Swiss palaeoclimatologist collaborating with the SEARCH team

We are pleased to welcome Swiss researcher Raphael Neukom to the University of Melbourne as part of a National Science Foundation post-doctoral fellowship. He will be working with us for six months between July–August 2010 and April–July 2011 developing Southern Hemisphere climate reconstructions.

Raphael is a palaeoclimatologist who received his PhD from the University of Bern for compiling all the annually-resolved proxy records for South America as part of the Past Global Changes (PAGES) regional 2K initiative and developing the first large-scale climate reconstructions for the continent.

His two most recent publications include a summer and winter temperature and precipitation reconstructions for southern South America as far back as A.D. 900.

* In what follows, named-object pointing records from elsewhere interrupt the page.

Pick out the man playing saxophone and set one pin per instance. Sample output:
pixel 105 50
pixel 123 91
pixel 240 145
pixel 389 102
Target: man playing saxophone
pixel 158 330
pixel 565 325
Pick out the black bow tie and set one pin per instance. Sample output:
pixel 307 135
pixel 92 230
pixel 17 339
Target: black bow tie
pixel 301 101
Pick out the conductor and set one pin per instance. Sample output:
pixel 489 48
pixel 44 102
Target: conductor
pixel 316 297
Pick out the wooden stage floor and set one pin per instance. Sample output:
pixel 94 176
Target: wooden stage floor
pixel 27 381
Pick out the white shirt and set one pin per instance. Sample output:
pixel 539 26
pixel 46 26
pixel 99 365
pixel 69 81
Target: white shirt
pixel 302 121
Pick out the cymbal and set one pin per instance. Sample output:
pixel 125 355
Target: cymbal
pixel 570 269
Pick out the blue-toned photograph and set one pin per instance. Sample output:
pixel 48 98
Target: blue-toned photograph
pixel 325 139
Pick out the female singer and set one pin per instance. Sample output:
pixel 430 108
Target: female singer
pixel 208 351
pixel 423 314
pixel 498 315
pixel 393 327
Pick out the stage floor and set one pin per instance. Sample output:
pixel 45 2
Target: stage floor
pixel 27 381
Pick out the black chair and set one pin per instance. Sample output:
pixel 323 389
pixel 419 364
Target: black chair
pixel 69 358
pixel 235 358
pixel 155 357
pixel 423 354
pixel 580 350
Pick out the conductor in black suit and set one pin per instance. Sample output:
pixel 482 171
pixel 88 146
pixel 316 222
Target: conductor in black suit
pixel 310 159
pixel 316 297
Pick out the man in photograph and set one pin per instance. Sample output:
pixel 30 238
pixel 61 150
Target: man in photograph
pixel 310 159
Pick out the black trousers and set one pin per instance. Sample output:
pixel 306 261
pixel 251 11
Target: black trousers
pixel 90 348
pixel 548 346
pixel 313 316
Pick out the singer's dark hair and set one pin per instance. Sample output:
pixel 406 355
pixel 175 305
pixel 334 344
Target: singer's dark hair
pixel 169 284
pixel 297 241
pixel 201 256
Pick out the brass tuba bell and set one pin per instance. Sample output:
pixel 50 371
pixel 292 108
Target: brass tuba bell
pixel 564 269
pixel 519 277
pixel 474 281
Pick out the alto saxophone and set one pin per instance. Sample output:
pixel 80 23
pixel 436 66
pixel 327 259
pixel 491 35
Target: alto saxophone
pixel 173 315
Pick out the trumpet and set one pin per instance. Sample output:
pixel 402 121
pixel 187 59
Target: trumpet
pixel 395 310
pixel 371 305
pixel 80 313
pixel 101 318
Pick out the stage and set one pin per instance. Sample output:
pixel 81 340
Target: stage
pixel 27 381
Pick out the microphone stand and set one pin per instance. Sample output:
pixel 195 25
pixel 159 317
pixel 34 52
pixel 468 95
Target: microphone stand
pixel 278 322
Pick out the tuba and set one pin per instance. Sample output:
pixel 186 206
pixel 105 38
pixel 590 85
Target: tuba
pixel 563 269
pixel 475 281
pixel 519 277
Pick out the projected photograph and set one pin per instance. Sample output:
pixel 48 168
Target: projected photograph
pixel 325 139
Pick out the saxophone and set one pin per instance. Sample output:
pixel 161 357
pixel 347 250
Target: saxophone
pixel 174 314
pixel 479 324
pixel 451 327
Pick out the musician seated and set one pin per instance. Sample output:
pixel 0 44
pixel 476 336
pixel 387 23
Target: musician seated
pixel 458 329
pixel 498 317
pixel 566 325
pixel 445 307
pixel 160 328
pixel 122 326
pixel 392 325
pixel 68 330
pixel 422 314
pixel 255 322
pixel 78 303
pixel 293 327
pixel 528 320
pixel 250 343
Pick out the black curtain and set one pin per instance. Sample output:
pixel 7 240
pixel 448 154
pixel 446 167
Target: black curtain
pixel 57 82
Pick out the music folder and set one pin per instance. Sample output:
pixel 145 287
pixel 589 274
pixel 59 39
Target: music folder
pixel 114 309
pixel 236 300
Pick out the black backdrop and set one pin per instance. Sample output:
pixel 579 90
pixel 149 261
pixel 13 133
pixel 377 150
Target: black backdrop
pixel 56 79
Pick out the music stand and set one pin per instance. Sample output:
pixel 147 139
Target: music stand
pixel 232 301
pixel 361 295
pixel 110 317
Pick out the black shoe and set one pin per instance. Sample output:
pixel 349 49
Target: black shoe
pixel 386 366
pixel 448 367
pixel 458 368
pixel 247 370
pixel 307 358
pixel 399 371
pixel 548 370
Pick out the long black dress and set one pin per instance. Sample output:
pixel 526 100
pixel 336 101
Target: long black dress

He is spending time with Joelle Gergis and Ailie Gallant discussing reconstruction methodology and data management to help the SEARCH project develop its long-term climate reconstructions for south-eastern Australia and the broader Australasian region.

During his fellowship, Raphael will compile all the currently available high-resolution records from Australasia and South America regions to develop seminal Southern Hemisphere–wide climate reconstructions.

Reconstructions of past atmospheric circulation from this less-studied region of the globe will then be compared against climate model data to assess the regional climate variability in different parts of the Southern Hemisphere.

Raphael plans to have his results ready in time for incorporation into the next global climate change assessment report of the Inter-governmental Panel on Climate Change (IPCC) due out in 2013.